2. Removing Logstash
Application -> Logstash -> Elasticsearch
The new pipeline will no longer have logstash. It will be replaced by Filebeat.
Application -> File <- Filebeat -> Elasticsearch
The first question that comes to mind? Have we given up on the features we used in Logstash? It depends on your use case. There were 2 issues we were concerned about.
Backpressure
The most important feature of Logstash is that it checks on Elasticsearch before sending the inputs to. While ES can normally receive 100 (random number) data per second, it can get 10 (random number) data per second when heavy queries are run on it. In such cases, instead of sending 100 data, Logstash sends 10 data without tiring the ES. If it sent 100 data and there was no retry mechanism, the remaining 90 data would have been lost. This is called backpressure in Logstash.
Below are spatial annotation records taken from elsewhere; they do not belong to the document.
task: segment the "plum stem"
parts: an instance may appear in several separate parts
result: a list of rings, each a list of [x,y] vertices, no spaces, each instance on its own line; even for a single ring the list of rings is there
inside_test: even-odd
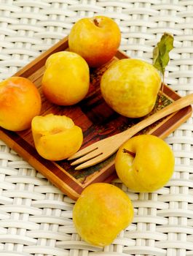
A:
[[[135,157],[135,153],[131,152],[131,151],[130,151],[129,150],[127,150],[126,148],[123,148],[122,151],[123,151],[123,153],[127,153],[127,154],[130,154],[133,157]]]

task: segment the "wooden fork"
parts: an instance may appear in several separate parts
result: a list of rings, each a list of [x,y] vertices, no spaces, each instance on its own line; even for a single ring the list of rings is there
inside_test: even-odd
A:
[[[124,132],[97,141],[96,143],[77,151],[73,156],[69,157],[68,160],[72,160],[80,157],[71,164],[71,165],[81,164],[76,167],[75,170],[81,170],[96,165],[115,153],[125,141],[141,129],[147,127],[157,120],[178,111],[192,103],[193,103],[193,94],[190,94],[177,99],[167,107],[151,116],[149,116]]]

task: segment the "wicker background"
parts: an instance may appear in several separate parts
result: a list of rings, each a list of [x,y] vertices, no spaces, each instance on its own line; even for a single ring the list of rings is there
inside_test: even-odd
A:
[[[166,83],[181,96],[192,92],[192,0],[0,0],[0,80],[67,35],[76,20],[96,14],[117,22],[121,50],[148,61],[162,33],[173,34]],[[192,121],[166,139],[176,157],[167,186],[135,194],[115,181],[133,200],[135,218],[105,248],[80,239],[74,202],[0,141],[0,255],[193,255]]]

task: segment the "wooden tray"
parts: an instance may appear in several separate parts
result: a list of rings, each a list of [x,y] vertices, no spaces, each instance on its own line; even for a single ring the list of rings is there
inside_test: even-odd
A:
[[[123,117],[114,112],[104,102],[100,92],[100,79],[109,65],[118,59],[128,58],[118,51],[107,64],[90,69],[90,88],[86,98],[71,107],[60,107],[49,102],[42,94],[41,80],[44,64],[49,56],[60,50],[68,50],[68,37],[64,38],[39,57],[31,62],[17,76],[28,78],[38,87],[42,99],[42,114],[53,113],[66,115],[81,127],[84,132],[82,148],[96,140],[113,135],[138,122],[141,119]],[[152,113],[168,105],[180,97],[168,86],[164,86],[162,104],[156,104]],[[143,133],[151,133],[162,138],[168,136],[192,114],[192,107],[186,107],[144,129]],[[76,200],[84,188],[93,182],[110,182],[117,177],[114,167],[114,155],[106,161],[82,170],[75,170],[67,160],[51,162],[42,158],[36,152],[31,129],[13,132],[0,128],[0,138],[18,153],[35,169],[47,177],[52,184],[70,197]]]

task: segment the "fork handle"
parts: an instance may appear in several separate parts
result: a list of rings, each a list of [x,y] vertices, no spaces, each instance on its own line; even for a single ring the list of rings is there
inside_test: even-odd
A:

Filebeat also provides this feature.
Ingest Nodes
In Logstash, we used to format inputs by putting them in filters. In this way, we made queries run through Kibana faster. Even in some cases, we were reducing the storage cost by dropping the logs that were not useful to us.
We delegated these tasks to ingest nodes, which are built-in processors on Elasticsarch. In this way, developers can easily create and modify their own filters.
The created ingest node name should be specified as pipeline in Filebeat’s Elasticsearch output. In this way, logs reaching elasticsearch are first processed in this pipeline. (https://www.elastic.co/guide/en/beats/filebeat/current/configuring-ingest-node.html)
3. Adding Filebeat
When using Logstash, the logs generated from the application must reach the Logstash in the appropriate format. LogstashEncoder is used for this. In case Logstash is not used, the logs generated from the application should reach ES in a appropriate format. This is done with ECS.
ECS (Elastic Common Schema)
The Elastic Common Schema (ECS) defines a common set of fields for ingesting data into Elasticsearch. A common schema helps you correlate data from sources like logs and metrics or IT operations analytics and security analytics. (https://github.com/elastic/ecs) (For example, logback-ecs-encoder for Spring Boot. https://github.com/elastic/ecs-logging-java/tree/master/logback-ecs-encoder)
- The application will write the logs to the file using ECS.
- Filebeat will read the file (no extra action needed) and send it to Elasticsearch.
- Logs coming to Elasticsarch will be processed by Ingest nodes.
4. Result
In our own projects, we used Beat to collect access logs(Filebeat) and server metrics(Metricbeat) as well as the ELK stack.
By removing Logstash, we eliminated server cost and time spent on running and maintenance for Logstash. Also, we got rid of the unresolved error I mentioned at the beginning.